Rohan voulut se présenter au rapport chez le commandant, mais celui-ci s’était déjà retiré pour la nuit. Il revint donc dans sa cabine. Malgré sa fatigue, il fut long à s’endormir. Le matin, lorsqu’il se leva, il reçut l’ordre, transmis par Ballmin, le chef des planétologues, de remettre tout le matériel récolté au laboratoire principal. À dix heures du matin, Rohan fut pris d’une telle fringale — il n’avait pas encore pris son petit déjeuner — qu’il descendit au second, au petit mess des opérateurs de radar ; ce fut là, alors qu’il buvait son café, debout, à petites gorgées, qu’Erett vint le surprendre.

— Et alors ? Vous l’avez trouvé ? demanda-t-il, voyant une expression d’excitation sur le visage du cartographe.

— Non. Mais nous avons trouvé quelque chose de plus grand. Allez-y tout de suite, l’astronavigateur vous appelle.

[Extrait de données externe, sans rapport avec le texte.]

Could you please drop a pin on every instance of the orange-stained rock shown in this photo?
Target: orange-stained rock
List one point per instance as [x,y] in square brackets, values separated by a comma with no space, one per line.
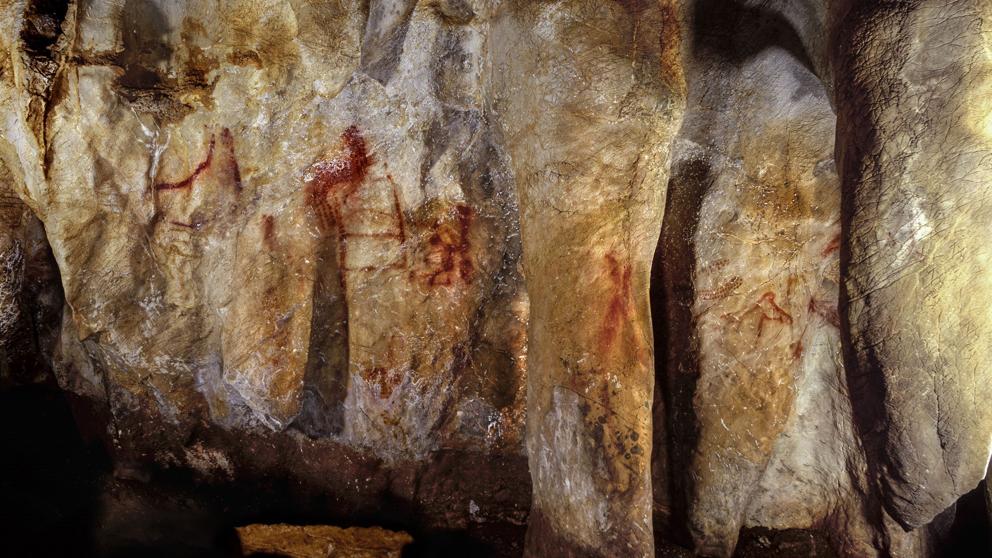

Il sembla à Rohan que la cabine vitrée de l’ascenseur montait à une incroyable lenteur. Le silence régnait dans la pénombre de la pièce ; on entendait le bruissement des transmissions électriques ; du distributeur de l’appareillage, sortaient sans interruption de nouvelles photographies, luisantes d’humidité ; nul cependant n’y prêtait attention. Deux techniciens avaient sorti d’un casier mural une sorte d’épidiascope et étaient en train d’éteindre le reste des lumières au moment où Rohan ouvrit la porte. Il distingua parmi les autres la tête blanche de l’astronavigateur. L’instant d’après, l’écran blanc descendu du plafond s’argenta. Dans le silence attentif, Rohan s’approcha autant qu’il le put de la grande surface claire. La photo était loin d’être parfaite, en outre, uniquement en noir et blanc. Tout autour de petits cratères dispersés au hasard, on remarquait un haut plateau dénudé qui s’interrompait par une ligne si rectiligne qu’il semblait qu’un énorme couteau eût tranché la roche ; c’était le tracé du littoral, car le reste de la photo était occupé par le noir uniforme de l’océan. À une certaine distance de cet à-pic, s’étalait une mosaïque de formes peu distinctes, dissimulées en deux endroits par des traînées de nuages et leurs ombres. Mais il n’en était pas moins certain que cette formation singulière, dont les détails étaient estompés, n’était pas d’origine géologique,

« Une ville », pensa Rohan avec une certaine excitation, mais il ne le dit pas à haute voix, tous continuaient à garder le silence. Le technicien qui manipulait l’épidiascope essayait en vain de mieux contraster l’image.

— Quelque chose a-t-il troublé la réception ? demanda l’astronavigateur de sa voix calme, dans le silence général.

— Non. (La réponse de Ballmin monta des ténèbres) La réception était nette, mais c’est là l’une des dernières photos prises par le troisième satellite. Huit minutes après son lancement, il a cessé de répondre aux signaux. Nous supposons que la photo a été faite à l’aide d’objectifs déjà endommagés par une température de plus en plus élevée.